Generally speaking, the Assembly’s central concern is in protecting human rights, not least through the adoption of a policy of trying to dissuade disaffected individuals from using terrorism by addressing the causes of terrorism.105 The Assembly also puts more emphasis on states tackling terrorism themselves, and less on collective action through the UN, though the UN should help with capacity building for weaker states to combat terrorism by building indigenous law enforcement, intelligence infrastructure, and border patrols to stop terrorist infiltration.106 Despite these encouraging signs, the Assembly needs to ensure that the UN’s values of human rights and justice temper the actions of the Security Council, to ensure that the security imperative is pursued within the whole range of UN values and laws.
The UN has a central responsibility to ensure that counter-terrorism is both effective in tackling terrorism (a burden largely placed on the Security Council), and just (a concern for the General Assembly). There have been some recent signs of such a synergy, but it is a long way from being consolidated. Such a consolidation would ensure the greater legitimacy of counter-terrorism, and place the UN, as the most legitimate representative of the international community, at its centre. The UN would specifically benefit from incorporating the recommendations made below.
In line with the analysis of international law given above, it is recommended that states only resort to force in extreme cases where there is strong evidence of an imminent terrorist attack being launched from another country. This understanding of the law should be accepted by the General Assembly in the form of a declaration on the right of self-defence against non-state actors, and individual actions that come within accepted parameters should receive endorsement from either the Security Council or the General Assembly. The Assembly could also take such an opportunity to affirm that while the jus ad bellum accommodates military action (p. 80) against terrorists in exceptional circumstances, the military paradigm should be used cautiously and sparingly, otherwise the conflict will expand, and a continuing and ever-escalating state of hostilities will ensue.
For less pressing threats of terrorist military action, it is recommended that the Security Council should be informed and should be persuaded to authorize military action only if the threat becomes imminent and the target state is unable to defend itself or otherwise seeks UN help. Otherwise, the Security Council and regional bodies could impose measures short of the use of force, for example targeted sanctions that comply with basic human rights, such as due process against individuals and groups on the basis of a threat to international peace and security. The measures should be calibrated depending on the seriousness of the threat, from requiring states to arrest and try individuals themselves; to requiring them to hand over suspects to a state with jurisdiction over the offences under relevant UN treaties; to imposing sanctions on states and individuals. Overall, this would represent a welcome return to the situation of the Council dealing with individual instances of serious cases of terrorism, rather than taking a more blanket legislative approach, which is a disproportionate response based predominantly on the security imperative, potentially allowing for little or no human rights protection.

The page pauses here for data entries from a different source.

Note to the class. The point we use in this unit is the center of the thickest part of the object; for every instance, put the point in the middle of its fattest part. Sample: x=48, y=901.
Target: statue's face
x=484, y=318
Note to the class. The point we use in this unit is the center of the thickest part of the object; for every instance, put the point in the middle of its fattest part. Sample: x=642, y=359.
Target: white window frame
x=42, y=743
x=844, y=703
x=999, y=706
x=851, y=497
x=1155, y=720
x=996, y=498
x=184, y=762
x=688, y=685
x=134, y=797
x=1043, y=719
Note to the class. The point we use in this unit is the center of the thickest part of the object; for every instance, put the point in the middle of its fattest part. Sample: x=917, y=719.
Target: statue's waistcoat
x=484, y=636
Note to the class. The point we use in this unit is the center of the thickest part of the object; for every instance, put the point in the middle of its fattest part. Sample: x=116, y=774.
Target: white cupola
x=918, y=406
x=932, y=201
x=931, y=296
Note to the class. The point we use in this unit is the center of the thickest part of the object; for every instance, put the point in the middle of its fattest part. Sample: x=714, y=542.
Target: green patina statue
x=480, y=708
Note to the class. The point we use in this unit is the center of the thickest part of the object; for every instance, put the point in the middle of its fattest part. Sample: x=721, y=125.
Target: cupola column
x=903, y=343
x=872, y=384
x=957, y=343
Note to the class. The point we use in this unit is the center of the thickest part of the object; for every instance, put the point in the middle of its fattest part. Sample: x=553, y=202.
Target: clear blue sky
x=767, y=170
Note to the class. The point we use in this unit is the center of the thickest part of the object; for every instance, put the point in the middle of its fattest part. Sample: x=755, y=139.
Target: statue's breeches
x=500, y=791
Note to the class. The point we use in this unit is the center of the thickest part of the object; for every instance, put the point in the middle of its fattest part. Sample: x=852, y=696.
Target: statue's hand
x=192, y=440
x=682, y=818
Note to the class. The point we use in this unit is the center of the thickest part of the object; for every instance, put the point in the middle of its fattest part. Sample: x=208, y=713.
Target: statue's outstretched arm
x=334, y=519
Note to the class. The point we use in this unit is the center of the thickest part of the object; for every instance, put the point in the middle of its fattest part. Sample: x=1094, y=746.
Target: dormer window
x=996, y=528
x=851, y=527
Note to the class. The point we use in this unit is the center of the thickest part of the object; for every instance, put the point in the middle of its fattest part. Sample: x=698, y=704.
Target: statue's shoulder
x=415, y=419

In cases falling below the threshold for military/collective security action, it is recommended that states should rely on a mixture of cooperation and lawful coercive techniques (which clearly would not include unlawful rendition flights, the torture, inhumane or degrading treatment of suspects, their prolonged arbitrary detention, or acts in violation of the principle of non refoulement),107 to ensure that suspected terrorists are brought to trial, working within existing bilateral, regional, and multilateral cooperation regimes.
Further, it is recommended that the criminal justice paradigm should be strengthened by the UN and its agencies consolidating the raft of treaties, by agreeing a definition of terrorism, and by accommodating the Security Council within the treaty regime, as has been done within the Rome Statute creating the International Criminal Court.108 A consolidated treaty should not only define terrorism; it should strengthen the methods of cooperation, especially the ‘prosecute or extradite’ formula to ensure strong prosecution or more efficient extradition. Supervision of this obligation should be given to a treaty committee.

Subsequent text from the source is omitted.